The events that inspired the episode were never directly addressed. Word of a security breach forced the Secret Service to seal the building while they questioned an Arab-American suspected of terrorism in another area of the building.
The program took the form of a lesson revolving around the current national dialogue about terrorism, with the faux White House staff drifting in and out of a cafeteria filled with students.
"So what can anyone do about the terrorists around the world?" the students wanted to know.
"You want to get these people?" asked Josh Lyman, played by Bradley Whitford.

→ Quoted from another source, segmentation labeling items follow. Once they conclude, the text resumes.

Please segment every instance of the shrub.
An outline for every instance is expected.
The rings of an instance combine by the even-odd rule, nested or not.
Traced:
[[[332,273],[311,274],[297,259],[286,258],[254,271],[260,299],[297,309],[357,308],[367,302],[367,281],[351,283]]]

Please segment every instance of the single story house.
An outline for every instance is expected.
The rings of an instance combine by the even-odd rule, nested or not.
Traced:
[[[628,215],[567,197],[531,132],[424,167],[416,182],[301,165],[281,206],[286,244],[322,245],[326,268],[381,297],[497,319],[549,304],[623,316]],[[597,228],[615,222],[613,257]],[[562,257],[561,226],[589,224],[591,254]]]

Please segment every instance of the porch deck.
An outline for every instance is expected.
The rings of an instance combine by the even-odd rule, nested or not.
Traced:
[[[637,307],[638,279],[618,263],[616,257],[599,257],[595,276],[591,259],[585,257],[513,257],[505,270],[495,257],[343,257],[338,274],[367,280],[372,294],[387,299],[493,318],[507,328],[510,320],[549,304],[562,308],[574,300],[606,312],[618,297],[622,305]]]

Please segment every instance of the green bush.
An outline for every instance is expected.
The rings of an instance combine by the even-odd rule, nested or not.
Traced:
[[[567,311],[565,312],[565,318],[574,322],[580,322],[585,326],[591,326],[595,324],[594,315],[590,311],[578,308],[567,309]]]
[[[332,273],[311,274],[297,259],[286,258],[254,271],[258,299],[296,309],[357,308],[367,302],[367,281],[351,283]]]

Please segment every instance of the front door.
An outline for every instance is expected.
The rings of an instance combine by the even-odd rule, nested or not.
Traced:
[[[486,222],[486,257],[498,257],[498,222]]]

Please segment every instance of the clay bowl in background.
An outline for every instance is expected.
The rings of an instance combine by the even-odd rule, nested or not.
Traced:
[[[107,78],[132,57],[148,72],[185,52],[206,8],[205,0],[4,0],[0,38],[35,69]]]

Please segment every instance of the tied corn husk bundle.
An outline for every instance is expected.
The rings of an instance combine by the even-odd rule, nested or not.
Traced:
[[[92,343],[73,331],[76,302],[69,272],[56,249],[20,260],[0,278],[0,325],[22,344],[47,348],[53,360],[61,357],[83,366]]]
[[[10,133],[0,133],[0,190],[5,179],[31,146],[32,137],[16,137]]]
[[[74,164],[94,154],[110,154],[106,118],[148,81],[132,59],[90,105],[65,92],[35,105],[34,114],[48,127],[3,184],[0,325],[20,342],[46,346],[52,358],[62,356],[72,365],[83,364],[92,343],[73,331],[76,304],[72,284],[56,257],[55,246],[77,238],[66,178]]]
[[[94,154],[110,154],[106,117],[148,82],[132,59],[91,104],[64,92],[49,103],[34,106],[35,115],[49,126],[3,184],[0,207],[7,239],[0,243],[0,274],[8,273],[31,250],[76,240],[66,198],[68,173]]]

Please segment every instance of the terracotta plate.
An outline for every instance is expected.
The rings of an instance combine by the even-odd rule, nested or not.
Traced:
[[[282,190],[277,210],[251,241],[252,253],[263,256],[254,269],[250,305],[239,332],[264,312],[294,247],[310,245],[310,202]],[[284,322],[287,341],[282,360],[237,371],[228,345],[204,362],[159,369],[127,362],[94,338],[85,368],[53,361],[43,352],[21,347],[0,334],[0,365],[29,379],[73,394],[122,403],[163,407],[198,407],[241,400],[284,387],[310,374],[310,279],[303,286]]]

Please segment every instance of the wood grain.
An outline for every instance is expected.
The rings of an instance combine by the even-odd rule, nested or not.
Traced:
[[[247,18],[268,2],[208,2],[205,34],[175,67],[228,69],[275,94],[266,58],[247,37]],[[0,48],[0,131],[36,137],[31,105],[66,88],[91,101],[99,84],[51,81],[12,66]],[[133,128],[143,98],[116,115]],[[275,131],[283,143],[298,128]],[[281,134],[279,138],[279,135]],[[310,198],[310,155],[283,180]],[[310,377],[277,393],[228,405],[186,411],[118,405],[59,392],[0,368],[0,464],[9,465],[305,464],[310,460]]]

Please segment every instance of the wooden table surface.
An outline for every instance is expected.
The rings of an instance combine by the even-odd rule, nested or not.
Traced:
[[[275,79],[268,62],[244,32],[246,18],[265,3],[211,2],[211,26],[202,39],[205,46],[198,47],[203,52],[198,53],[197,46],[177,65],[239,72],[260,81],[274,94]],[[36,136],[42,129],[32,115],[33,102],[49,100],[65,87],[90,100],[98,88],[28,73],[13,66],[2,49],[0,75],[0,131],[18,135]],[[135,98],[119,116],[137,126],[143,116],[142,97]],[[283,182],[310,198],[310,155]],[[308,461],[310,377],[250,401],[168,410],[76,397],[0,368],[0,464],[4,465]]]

Embrace pluralism, he said. "Keep accepting more than one idea. Makes 'em absolutely crazy."
Press secretary C.J. Gregg (Allison Janney) spoke on behalf of supporting covert actions by the CIA, while communications director Toby Ziegler (Richard Schiff) warned of the consequences of curtailing civil liberties.
President Bartlet, played by Martin Sheen, made a brief appearance. A student asked him if there isn't something noble about a martyr.
"We don't need martyrs right now. We need heroes," pronounced Bartlet. "A hero would die for his country, but he'd much rather live for it."
And deputy communications director Sam Seaborn (Rob Lowe) sounded what, at first, seemed an encouraging note.
"Not only do terrorists always fail in what they're after," he said, "they pretty much always succeed in strengthening whatever it is they're against."
What about the IRA in Northern Ireland? "The Brits are still there," Seaborn replied.
But the student persisted: Failure, if that's what it is, doesn't put a stop to terrorism.
"No," Seaborn grimly agreed.
While most of the issues surrounding terrorism were touched on, the role of the military was not. That may have been by design — or it may have been due to the limitations of a storyline that gave only vague reasons for the White House lockdown.
Intercut with this impromptu seminar was the harsh questioning of an Arab-American suspect — an and administration insider — by chief of staff Leo McGarry (John Spencer). The man, swiftly nabbed and highly suspicious, turned out to be innocent.
The Associated Press and the New York Post contributed to this report.